The Ontario Technology Corridor traveled to Texas for the Windpower 2010
trade show in May and to Munich, Germany for the Intersolar Europe conference in June to plug Ontario as the world’s leading destination for renewable energy
companies seeking expansion or relocation opportunities.
The events are the latest efforts by the Ontario Technology Corridor, a provincial-wide partnership formed to advance the economic interests of Ontario, notably in gaming and now prominently in clean tech, to invite global renewable energy companies
to the region.
Global audiences heard firsthand from Ontario Technology Corridor partners OCRI and the London Economic Development Corporation about the Ontario Power Authority’s guaranteed feed-in-tariff (FIT) pricing program, which is North America’s first. FIT guarantees a stable operating future for renewable projects and the proprietary companies.
“Many leads were developed in Munich,” says Mike Darch, Executive Director, Global Marketing, OCRI. “The biggest bargaining chip Ontario uses is the feed-in-tariff. The Samsung agreement demands activity in the region.
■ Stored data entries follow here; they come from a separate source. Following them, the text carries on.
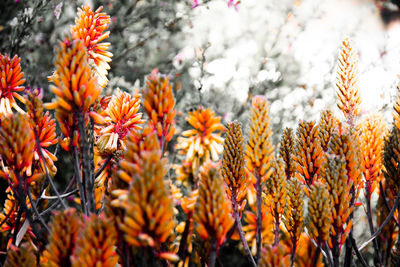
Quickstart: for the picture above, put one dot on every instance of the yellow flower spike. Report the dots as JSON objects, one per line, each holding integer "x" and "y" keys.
{"x": 17, "y": 146}
{"x": 202, "y": 143}
{"x": 308, "y": 153}
{"x": 232, "y": 169}
{"x": 44, "y": 126}
{"x": 121, "y": 116}
{"x": 294, "y": 212}
{"x": 347, "y": 83}
{"x": 11, "y": 79}
{"x": 148, "y": 200}
{"x": 276, "y": 191}
{"x": 159, "y": 105}
{"x": 89, "y": 27}
{"x": 73, "y": 71}
{"x": 274, "y": 256}
{"x": 319, "y": 213}
{"x": 286, "y": 152}
{"x": 328, "y": 124}
{"x": 259, "y": 149}
{"x": 23, "y": 256}
{"x": 347, "y": 145}
{"x": 213, "y": 209}
{"x": 95, "y": 243}
{"x": 64, "y": 230}
{"x": 334, "y": 175}
{"x": 372, "y": 133}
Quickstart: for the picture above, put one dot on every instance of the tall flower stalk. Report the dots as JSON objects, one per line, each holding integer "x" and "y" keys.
{"x": 259, "y": 155}
{"x": 233, "y": 172}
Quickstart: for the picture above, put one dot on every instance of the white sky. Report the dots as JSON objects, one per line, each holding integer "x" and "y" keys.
{"x": 240, "y": 42}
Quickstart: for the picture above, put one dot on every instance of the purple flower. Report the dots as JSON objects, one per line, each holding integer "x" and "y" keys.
{"x": 57, "y": 10}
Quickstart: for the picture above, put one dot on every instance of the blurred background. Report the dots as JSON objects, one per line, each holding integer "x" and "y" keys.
{"x": 220, "y": 53}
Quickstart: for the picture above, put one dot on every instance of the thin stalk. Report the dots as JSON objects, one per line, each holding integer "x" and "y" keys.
{"x": 108, "y": 159}
{"x": 316, "y": 256}
{"x": 88, "y": 183}
{"x": 386, "y": 221}
{"x": 33, "y": 203}
{"x": 185, "y": 234}
{"x": 358, "y": 254}
{"x": 50, "y": 180}
{"x": 213, "y": 253}
{"x": 377, "y": 256}
{"x": 80, "y": 182}
{"x": 259, "y": 215}
{"x": 241, "y": 233}
{"x": 293, "y": 254}
{"x": 276, "y": 230}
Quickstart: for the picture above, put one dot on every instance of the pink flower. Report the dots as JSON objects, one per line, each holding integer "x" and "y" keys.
{"x": 195, "y": 3}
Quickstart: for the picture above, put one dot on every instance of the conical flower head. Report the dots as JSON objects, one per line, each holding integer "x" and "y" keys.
{"x": 44, "y": 128}
{"x": 121, "y": 116}
{"x": 11, "y": 79}
{"x": 372, "y": 132}
{"x": 23, "y": 256}
{"x": 159, "y": 105}
{"x": 346, "y": 145}
{"x": 64, "y": 230}
{"x": 75, "y": 86}
{"x": 17, "y": 146}
{"x": 328, "y": 124}
{"x": 232, "y": 169}
{"x": 319, "y": 213}
{"x": 213, "y": 209}
{"x": 89, "y": 27}
{"x": 308, "y": 153}
{"x": 95, "y": 244}
{"x": 148, "y": 204}
{"x": 286, "y": 152}
{"x": 294, "y": 212}
{"x": 334, "y": 175}
{"x": 204, "y": 141}
{"x": 259, "y": 149}
{"x": 274, "y": 256}
{"x": 276, "y": 190}
{"x": 347, "y": 82}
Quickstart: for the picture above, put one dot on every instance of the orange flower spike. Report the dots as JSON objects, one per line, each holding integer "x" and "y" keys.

To take advantage of that, companies have to be in Ontario in some way, shape or form.”
And more opportunities are available than previously thought.
“We were working under the assumption that there was about 2,000MW of transmission availability, about equal to Niagara Falls,” says Ben Chin, Vice President of Communications, Ontario Power Authority. “We found out that there was more than we anticipated, by about 500MW.
World’s Leading Green Destination
Ontario Technology Corridor representatives reinforced the region’s appeal by pointing to the Ontario Provincial Government’s $6.7 billion green energy investment deal with Samsung and the Korea Electric Power Corporation. The deal to create numerous wind
and solar clusters over the next decade is the largest of its kind in the world.
“Samsung is getting a 500MW FIT contract in the first phase,” says Chin. “Finding the extra 500MW limited the projects that would be affected by the Samsung deal.”
FIT and the overall grid project will have a combined power-generating capacity of 2.5 GW, pushing the province closer to its goal of eliminating dirty coal-fired generation by the end of 2014.
Additionally, the Ontario Technology Corridor assures companies of the robust pool of financial resources in place. The province offers incentive-laden tax breaks for clean tech companies while the Federal Government has contributed $1.05 billion to Sustainable Development Technology Canada
The SDTC finances the $550 million STDC Sustainable Tech Fund and the $500 million STDCNextGen Biofuels Fund, which offers research and development financing to clean tech companies.
The raison d'être is abundantly clear why the more than 2,800 environmental industry companies and the 110 head offices of clean technology companies—that generate approximately $9 billion in revenue and employ over 65,000 people—call Ontario home.
“The companies are different suppliers and developers from all over the place,” says Chin. “Recurrent Energy, probably the largest solar player in the US, is here. Florida Power and Light, their company Nextera was also given a contract offer.”
Ontario is the world’s leading destination of choice for renewable energy development. Plasco Energy Group, Schneider Power, Stein Industries, MacDonald Steel, Biox Corporation and DMI Canada Inc. are a fraction of the companies specialising in renewable generation that have discovered just that.
The Ontario Technology Corridor and the government campaigns would fall on deaf ears without the FIT program, which was enacted by the Green Energy and Green Economy Act, 2009.
“As soon as you start talking feed-in-tariff, everybody listens,” says Blair Patacairk, Senior Investment Consultant, Global Marketing, OCRI. “When it comes to clean tech—anything wind and solar related—that’s absolutely the carrot.”
The Ontario Power Authority’s FIT program, which offers stable prices under long-term contracts, addressed the primary concern of all renewable companies: indeterminate market conditions.
“The feed-in-tariff is driving everything,” says Heather Pilot, Director, Business Development, London Economic Development Corporation. “Wind companies seek the FIT and the fact that competition is limited in terms of wind turbine manufacturers.”
Two types of contracts exist dependent on generation size: FIT and microFIT. Eligible renewable fuel sources include biogas, renewable biomass, landfill gas, solar photovoltaic (PV), waterpower, onshore wind and offshore wind.
To date, a total 694 Feed-in Tariff (FIT) contracts have been approved, creating 20,000 direct and indirect green jobs and attracting about $9 billion in private sector investment. The Samsung deal and the first phase of FIT contracts promise to usher in a new era of Ontario-based manufacturing.
“In the next phase, between 2012 and 2013, we’ve got a Bruce to Milton transmission scheduled to be up and running with some extension west of London,” says Chin.
“That will enable an additional 1,500MW. Going forward, the need to deliver on the Samsung agreement from our side of building transmission where projects are will open up more transmission space for other proponents.”
Ontario’s future as the global hub of green technology manufacturing and generation has never been brighter.